C’est vers la fin du XIXe siècle qu’on peut constater un essor des activités littéraires des Pragois germanophones. En 1900, le nombre d’habitants de Prague atteint près de 400 000 dont 6 % seulement parlent allemand. C’est un grand recul par rapport à la situation en 1848 lors que la ville avait 120 000 habitants dont la moitié était germanophone. Au début du XXe siècle, les Pragois de langue allemande se sentent donc de plus en plus isolés. Ils vivent au milieu de la population tchèque en gardant farouchement leur autonomie culturelle et linguistique. Leur vie culturelle est riche. Prague n’est pas une très grande ville et pourtant ils ont à leur disposition deux théâtres, une salle de concert, des maisons d’éditions, des journaux. Leurs activités littéraires sont abondantes et c’est parmi eux que se trouvent plusieurs grands auteurs du XXe siècle dont Franz Werfel, Leo Perrutz, Johannes Urzidil, Egon Erwin Kisch, Max Brod et Franz Kafka, jeune homme dont le génie ne s’imposera qu’après sa mort. Les antagonismes tchéco-allemands et le nationalisme les font vivre dans une espèce de ghetto et leurs contacts avec la population tchèques sont limités. Pourtant les influences mutuelles entre les minorités allemande et juive germanophone d’un côté et la majorité tchèque de l’autre côté existent et se manifestent dans leurs vies.


Anna Knechtel
La conférence « Prague 1900 - 1945, ville littéraire de deux langues » qui a eu lieu dans le Goethe-Institut pragois du 25 au 27 mars a été organisée par l’Association Adalbert Stifter. Anna Knechtel, chercheuse de cette association, explique pourquoi cet organisme porte le nom de ce grand romancier et nouvelliste tchéco-autrichien du XIXe siècle:

«Nous portons le nom de cet écrivain non seulement parce que nous nous occupons de sa création littéraire mais aussi parce qu’il dit dans ses écrits que Tchèques et Allemands sont liés dans la même mesure avec les pays de la couronne tchèque. Notre tâche est donc de nous pencher toujours sur la coexistence tchéco-allemande. L`Association Adalbert Stiffter a été fondée il y a plus de soixante ans justement par les personnes natives de ce pays.»

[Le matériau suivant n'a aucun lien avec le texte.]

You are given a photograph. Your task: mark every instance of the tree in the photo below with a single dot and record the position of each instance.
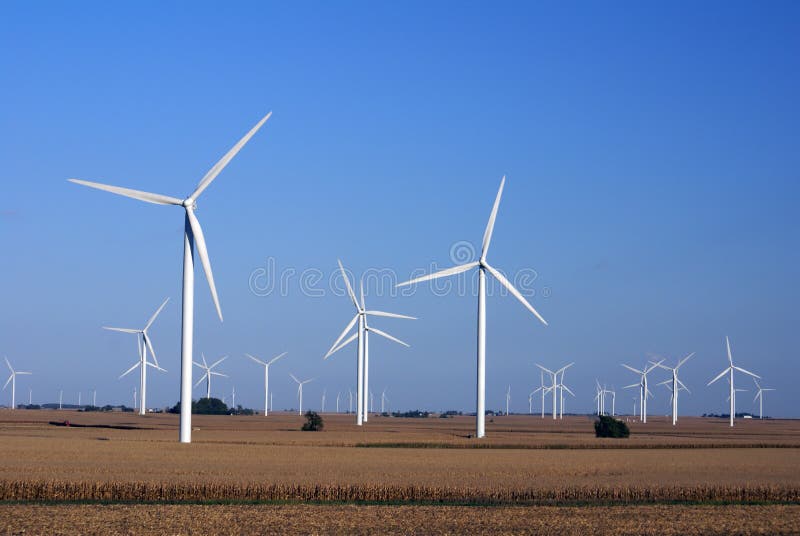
(313, 422)
(610, 427)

Les organisateurs de la conférence voulaient éviter les stéréotypes dans la présentation de la culture allemande à Prague qui est souvent étudiée séparément de la culture tchèque et ont mis l’accent justement sur les influences mutuelles de ces deux nationalités. Anna Knechtel définit les principaux thèmes de la conférence:

«Nous avons quatre sections. Dans la première nous formulons et analysons les questions historiques et sociales de l’évolution démographique de Prague, l’interprétation nationaliste des espaces et monuments officiels de la ville. Une section est consacrée à l’infrastructure littéraire, c’est-à-dire au rôle des associations et cénacles littéraires, à l’importance des prix littéraires et de la politique culturelle en général pour la vie des habitants de Prague. La troisième section est réservée à la littérature et la critique littéraire ainsi qu’aux rapports mutuels entre les littératures tchèque et allemande. Et la quatrième et dernière section se penche sur les images et les stéréotypes et à leur confrontation avec la réalité socio-historique de la ville telle qu’elle se présente dans la littérature mais aussi par exemple dans les guides touristiques ou sur les cartes postales.»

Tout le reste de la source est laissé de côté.